I have several friends with children of varying ages. I’m often asked about designing kids’ rooms that don’t scream “nursery.” What I suggest is starting with simple, two-toned walls (I love chair rails dividing a light upper paint color from a darker tone on the bottom), basic furnishings and soft lighting to create a soothing, child-friendly environment. You can add (and later change) more color and pattern with curtains, bedding and toys.
You can use these suggestions as guides as your child grows up:
Toddler to tween: Now you can begin to incorporate accent furniture and accessories that you removed when your child was a baby. Baby mementos can be made into artwork. For example, I once worked a child’s blankie into a quilt to be displayed in their room.

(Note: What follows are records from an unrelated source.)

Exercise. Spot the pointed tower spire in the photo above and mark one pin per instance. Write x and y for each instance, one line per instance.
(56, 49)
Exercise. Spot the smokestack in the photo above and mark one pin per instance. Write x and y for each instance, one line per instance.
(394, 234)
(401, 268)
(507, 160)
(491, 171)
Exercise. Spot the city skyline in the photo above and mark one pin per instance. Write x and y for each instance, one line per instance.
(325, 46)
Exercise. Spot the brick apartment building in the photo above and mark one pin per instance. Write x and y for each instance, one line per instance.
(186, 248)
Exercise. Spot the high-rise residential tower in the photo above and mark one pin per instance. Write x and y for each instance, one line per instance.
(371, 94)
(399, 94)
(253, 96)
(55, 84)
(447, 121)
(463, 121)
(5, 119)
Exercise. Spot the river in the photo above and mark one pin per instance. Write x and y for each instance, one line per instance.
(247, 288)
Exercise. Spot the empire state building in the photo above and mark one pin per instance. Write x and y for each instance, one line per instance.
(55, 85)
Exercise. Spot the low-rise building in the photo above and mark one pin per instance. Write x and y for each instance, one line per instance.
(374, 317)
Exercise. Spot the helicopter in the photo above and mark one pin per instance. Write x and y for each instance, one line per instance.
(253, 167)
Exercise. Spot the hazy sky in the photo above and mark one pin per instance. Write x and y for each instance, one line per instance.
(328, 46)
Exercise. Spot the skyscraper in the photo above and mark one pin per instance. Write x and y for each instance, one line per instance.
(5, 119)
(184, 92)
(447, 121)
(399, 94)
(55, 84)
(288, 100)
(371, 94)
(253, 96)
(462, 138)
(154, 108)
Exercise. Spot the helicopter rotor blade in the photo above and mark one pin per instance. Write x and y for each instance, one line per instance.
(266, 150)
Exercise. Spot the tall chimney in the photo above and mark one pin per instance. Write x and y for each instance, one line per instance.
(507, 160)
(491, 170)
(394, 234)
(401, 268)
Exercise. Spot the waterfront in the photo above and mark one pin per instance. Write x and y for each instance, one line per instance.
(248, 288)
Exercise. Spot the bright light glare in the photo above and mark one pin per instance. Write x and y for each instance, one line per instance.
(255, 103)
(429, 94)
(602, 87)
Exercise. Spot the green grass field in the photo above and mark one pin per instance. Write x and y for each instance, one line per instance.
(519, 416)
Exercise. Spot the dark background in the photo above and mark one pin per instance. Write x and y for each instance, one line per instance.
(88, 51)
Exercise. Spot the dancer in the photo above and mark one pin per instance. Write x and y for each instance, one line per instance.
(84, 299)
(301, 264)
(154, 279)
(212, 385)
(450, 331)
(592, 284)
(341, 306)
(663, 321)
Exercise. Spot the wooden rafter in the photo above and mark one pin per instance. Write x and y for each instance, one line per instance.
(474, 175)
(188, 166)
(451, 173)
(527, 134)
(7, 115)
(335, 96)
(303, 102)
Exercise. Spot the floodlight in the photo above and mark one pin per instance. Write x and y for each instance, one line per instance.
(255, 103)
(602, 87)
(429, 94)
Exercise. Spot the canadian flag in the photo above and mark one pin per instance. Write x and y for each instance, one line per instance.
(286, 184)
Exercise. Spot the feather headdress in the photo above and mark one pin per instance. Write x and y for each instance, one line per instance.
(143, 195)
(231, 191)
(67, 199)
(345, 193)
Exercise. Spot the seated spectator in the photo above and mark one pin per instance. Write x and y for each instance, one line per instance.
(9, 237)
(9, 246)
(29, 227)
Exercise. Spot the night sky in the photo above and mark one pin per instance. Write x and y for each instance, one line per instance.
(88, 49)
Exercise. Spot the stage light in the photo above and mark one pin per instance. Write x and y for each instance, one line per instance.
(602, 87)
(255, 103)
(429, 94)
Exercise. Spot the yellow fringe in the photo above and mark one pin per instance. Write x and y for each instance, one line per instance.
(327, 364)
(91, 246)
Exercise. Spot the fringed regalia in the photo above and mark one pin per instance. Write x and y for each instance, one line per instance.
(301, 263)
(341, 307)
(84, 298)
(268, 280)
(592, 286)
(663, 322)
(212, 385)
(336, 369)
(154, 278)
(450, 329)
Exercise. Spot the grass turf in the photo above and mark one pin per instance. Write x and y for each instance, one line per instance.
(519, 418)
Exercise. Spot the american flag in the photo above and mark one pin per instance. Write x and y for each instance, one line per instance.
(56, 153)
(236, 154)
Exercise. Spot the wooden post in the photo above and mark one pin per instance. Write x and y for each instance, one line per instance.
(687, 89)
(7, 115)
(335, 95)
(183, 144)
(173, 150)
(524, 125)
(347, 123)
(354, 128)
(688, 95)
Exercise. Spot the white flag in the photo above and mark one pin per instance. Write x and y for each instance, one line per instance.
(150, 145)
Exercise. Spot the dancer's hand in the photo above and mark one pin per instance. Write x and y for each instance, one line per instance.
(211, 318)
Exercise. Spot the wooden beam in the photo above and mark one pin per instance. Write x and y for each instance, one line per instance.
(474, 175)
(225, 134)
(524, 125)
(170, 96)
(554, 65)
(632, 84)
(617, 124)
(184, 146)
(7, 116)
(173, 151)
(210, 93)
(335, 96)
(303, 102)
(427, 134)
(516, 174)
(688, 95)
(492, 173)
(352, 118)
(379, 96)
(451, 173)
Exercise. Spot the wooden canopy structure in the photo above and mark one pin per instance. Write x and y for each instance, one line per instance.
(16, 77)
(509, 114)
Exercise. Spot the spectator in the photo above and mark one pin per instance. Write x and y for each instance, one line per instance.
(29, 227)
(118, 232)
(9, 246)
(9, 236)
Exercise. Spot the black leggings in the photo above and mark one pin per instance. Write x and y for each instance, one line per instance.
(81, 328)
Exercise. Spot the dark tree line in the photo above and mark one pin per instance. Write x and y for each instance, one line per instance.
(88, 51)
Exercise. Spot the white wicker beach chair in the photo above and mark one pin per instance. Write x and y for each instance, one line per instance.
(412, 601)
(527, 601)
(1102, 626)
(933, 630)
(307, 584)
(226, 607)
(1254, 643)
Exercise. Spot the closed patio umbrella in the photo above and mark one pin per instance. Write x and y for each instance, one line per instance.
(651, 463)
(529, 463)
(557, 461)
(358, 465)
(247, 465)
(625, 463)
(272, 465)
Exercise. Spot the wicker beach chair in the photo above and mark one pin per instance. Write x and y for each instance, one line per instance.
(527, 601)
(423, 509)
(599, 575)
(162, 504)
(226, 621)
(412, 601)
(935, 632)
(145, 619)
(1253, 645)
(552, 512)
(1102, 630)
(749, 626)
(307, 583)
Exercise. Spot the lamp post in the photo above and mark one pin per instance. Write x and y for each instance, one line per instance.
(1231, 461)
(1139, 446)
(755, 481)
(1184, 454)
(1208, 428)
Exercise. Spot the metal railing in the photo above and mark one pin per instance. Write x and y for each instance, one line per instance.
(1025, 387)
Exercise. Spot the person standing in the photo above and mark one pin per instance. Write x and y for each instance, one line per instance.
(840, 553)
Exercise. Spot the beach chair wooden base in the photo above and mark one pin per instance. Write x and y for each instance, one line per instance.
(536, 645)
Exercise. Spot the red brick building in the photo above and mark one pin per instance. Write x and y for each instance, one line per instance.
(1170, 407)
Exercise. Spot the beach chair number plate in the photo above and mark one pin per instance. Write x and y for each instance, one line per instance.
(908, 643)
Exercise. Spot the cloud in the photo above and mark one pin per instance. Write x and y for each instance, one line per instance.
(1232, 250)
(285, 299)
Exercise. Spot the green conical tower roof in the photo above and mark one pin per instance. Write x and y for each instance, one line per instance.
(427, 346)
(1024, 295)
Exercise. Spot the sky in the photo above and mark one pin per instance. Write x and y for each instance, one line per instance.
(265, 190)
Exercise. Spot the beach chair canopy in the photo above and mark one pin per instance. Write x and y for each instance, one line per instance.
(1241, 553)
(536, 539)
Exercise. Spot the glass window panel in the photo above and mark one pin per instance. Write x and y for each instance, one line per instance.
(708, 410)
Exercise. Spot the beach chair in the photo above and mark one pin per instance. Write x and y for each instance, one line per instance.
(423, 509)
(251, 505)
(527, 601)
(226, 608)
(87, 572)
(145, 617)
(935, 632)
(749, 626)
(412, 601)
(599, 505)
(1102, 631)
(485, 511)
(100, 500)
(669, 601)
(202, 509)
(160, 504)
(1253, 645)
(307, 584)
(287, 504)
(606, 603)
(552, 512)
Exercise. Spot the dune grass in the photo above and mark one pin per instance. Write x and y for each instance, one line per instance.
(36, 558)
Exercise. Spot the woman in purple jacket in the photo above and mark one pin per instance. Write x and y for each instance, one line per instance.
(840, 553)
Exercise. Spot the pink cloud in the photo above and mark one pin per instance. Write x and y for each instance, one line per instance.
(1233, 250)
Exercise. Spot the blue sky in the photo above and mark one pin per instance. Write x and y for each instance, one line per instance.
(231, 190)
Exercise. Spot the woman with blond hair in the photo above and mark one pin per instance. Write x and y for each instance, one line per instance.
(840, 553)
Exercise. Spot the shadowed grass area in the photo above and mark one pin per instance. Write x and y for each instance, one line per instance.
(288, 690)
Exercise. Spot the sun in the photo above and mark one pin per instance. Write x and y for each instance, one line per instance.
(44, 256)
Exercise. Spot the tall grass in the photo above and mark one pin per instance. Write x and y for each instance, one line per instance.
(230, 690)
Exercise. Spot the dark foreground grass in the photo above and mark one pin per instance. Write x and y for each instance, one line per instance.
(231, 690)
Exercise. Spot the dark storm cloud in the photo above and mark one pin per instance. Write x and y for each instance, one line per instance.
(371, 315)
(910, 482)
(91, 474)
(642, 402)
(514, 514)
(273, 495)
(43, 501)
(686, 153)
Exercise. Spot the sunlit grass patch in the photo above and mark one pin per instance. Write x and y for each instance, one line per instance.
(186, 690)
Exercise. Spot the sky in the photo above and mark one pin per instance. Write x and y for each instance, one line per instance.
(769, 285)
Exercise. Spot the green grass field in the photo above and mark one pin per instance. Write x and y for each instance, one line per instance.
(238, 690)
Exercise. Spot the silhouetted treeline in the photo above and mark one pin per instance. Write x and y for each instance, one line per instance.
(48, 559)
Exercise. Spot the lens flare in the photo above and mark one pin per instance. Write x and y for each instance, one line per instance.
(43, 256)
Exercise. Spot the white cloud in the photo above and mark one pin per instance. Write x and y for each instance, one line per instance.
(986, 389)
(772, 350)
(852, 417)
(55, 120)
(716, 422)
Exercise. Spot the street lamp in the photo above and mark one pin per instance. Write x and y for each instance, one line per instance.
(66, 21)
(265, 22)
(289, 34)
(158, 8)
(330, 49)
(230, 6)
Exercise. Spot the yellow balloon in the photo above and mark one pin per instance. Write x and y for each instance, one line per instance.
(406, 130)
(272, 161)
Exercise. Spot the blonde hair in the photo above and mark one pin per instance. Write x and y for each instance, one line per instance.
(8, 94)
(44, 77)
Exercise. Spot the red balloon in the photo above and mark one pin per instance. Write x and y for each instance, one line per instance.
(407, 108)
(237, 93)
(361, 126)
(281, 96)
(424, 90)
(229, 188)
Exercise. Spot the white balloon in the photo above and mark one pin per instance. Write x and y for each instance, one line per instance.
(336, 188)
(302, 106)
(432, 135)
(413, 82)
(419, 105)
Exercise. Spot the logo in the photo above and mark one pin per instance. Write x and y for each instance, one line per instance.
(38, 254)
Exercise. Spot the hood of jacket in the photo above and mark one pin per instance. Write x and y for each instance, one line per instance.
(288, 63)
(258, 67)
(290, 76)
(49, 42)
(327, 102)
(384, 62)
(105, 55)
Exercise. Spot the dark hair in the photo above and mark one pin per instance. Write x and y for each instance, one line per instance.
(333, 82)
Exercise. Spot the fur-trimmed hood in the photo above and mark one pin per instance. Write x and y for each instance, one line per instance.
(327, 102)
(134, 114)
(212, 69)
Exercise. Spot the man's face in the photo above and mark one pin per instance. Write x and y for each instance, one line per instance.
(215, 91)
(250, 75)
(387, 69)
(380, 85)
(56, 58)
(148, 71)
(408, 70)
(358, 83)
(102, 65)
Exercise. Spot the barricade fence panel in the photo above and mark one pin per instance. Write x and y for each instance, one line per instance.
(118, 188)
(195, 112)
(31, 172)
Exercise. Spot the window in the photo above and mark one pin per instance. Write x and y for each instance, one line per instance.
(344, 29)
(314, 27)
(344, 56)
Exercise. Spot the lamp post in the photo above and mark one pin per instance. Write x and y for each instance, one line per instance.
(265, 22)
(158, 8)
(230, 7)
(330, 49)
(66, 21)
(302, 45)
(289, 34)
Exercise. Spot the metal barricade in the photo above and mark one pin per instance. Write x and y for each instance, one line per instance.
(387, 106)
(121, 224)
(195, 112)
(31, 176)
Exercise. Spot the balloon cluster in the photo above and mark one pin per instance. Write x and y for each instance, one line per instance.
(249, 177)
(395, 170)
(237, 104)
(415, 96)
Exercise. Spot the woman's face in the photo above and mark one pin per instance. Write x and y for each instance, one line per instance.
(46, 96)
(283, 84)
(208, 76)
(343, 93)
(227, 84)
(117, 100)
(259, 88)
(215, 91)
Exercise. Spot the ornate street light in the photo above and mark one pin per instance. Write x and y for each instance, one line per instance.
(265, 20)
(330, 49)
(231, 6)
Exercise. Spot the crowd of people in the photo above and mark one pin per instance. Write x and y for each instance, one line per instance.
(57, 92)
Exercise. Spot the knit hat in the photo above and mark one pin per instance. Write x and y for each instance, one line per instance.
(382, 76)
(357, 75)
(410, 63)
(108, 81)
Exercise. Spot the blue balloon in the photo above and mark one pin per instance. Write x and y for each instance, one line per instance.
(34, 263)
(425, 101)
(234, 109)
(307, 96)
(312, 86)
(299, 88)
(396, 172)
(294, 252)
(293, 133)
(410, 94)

Tween to teen: Let your child decide on a theme for their bedroom, but work with them to establish the design. Encourage them to play with bold colors and big prints. Teenagers can let out their creative side by painting their own walls, creating artwork or applying wall decals, which are available online.
Teenage to college-age: Create a guest room with your child’s existing furniture, with updated bedding to give the space a fresh look. If you need additional space in your home, you can create a study with appropriate furniture for your work and a comfortable sleeper sofa for guests. I love to work with my clients to create a “wall-of-fame” featuring their children’s favorite photographs so college kids have an instant scrapbook when they come home.
Side note: hosting your parents
Whether they are stopping by for the weekend or planning an extended stay, it’s important to make your parents feel welcome whenever they are in your home. Display family photos that your parents enjoy or use dishes you’ve inherited from them to create familiar place settings.
Keep floors clear of clutter. Consider installing hardwood floors or low pile carpets if your parents are older and will be staying for an extended period. These materials are much easier to walk on than traditional rugs.
How do you plan to decorate and design your child’s room as they grow up?